Dans la soirée, alors qu’elle est en train de desservir la table, Blanche lui demande de quoi il s’agit, le livre, que raconte-t-il ? Oh, c’est un roman social, l’histoire de Nêne, une servante ! D’où vient ce nom ? Elle ne l’a jamais entendu. Sans doute de Vendée, un diminutif pour marraine, en réalité la femme s’appelle Madeleine. Et puis ? Et puis elle est engagée chez un fermier, Michel Corbier, un veuf et ses deux enfants en bas âge pour qui elle va se prendre d’une grande affection. C’est tout ? Non malheureusement, comment dire… elle va aussi s’éprendre du père. Et alors ? Alors ça va mal finir. Ah, si seulement elle savait lire, elle aimerait beaucoup connaître cette histoire en entier !… Qu’à cela ne tienne, il se propose de lui en faire la lecture, quelques pages tous les soirs après souper avant qu’elle ne rentre chez elle, lance-t-il instinctivement, de crainte de se retrouver face à lui-même. Qu’en pense-t-elle ? Vraiment il ferait ça ? Oui vraiment, ils peuvent même commencer tout de suite si elle le souhaite… Elle le souhaite si vivement qu’elle file dans la cuisine préparer une camomille pour revenir quelques instants après sans son tablier, l’air illuminé, presque une enfant. Elle s’assied, il allume sa pipe, ouvre le livre et c’est parti. À peine a-t-il parcouru quelques pages que les choses tournent à l’averse. Blanche ruisselle.

Évidemment la lecture interroge par ce biais féministe non dissimulé qui aime à remettre en scène une époque mal connue, finalement, et qu’il fait bon aussi de rappeler, que tout n’a pas été si simple, ce qui laisse à penser qu’aujourd’hui rien ne l’est non plus. Sans vriller au combat de sexes (un peu, quand même, même si les points sont savamment distribués), Adelphe est aussi portrait d’un homme qui enchante, perdu qu’il nous semble entre toutes ces (ses !) femmes et toutes ces revendications auxquelles il ne comprend rien, qu’il accepte dans une bonhommie charmante, avant – le pauvre – de tout trop bien comprendre.

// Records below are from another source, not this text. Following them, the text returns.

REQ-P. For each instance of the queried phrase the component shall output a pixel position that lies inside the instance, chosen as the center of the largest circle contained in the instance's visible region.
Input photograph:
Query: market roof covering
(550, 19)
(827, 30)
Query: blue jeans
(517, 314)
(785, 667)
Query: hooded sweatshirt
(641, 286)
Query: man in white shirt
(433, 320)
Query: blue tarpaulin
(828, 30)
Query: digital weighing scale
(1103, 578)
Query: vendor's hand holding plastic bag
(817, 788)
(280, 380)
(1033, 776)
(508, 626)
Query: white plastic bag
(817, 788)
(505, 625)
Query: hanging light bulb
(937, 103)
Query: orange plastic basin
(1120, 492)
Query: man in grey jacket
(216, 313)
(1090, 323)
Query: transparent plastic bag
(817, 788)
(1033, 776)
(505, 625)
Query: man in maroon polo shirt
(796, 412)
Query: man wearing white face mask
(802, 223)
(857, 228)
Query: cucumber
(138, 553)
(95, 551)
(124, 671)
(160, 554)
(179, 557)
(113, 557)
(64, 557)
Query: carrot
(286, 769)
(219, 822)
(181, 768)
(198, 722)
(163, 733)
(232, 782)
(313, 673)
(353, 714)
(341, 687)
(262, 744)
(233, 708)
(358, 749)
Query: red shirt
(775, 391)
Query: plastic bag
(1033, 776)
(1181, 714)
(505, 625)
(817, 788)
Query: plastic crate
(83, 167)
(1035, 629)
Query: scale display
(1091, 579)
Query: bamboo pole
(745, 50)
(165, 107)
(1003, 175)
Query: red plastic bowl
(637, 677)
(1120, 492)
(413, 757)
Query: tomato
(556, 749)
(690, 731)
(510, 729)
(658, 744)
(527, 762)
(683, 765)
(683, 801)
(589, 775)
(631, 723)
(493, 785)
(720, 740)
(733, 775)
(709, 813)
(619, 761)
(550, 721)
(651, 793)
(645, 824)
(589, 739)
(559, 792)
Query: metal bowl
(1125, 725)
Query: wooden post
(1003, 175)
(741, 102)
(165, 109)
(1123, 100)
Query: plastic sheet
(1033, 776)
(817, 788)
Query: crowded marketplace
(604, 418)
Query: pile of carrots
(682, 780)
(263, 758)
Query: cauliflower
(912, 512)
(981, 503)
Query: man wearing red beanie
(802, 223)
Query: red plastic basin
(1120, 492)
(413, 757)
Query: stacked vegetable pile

On entre dans Adelphe comme on entre en famille, finalement, la reconnaissance, avec des fins de repas faits de coups d’œil égrillards, de débats animés et d’amour véritable. Aimer aussi à me dire que tout est déjà écrit et que la vie n’est qu’un éternel recommencement, ces mêmes histoires qui s’écrivent et se réécrivent avec toujours la même passion, les mêmes désarçonnements, et encore la malice d’un destin auquel on n’échappe pas. En bref, un roman qui se boit comme du petit lait et qui en a toute la douceur, puis qui pique, ensuite, en arrière-bouche, là où se planquent toutes nos mauvaises dents.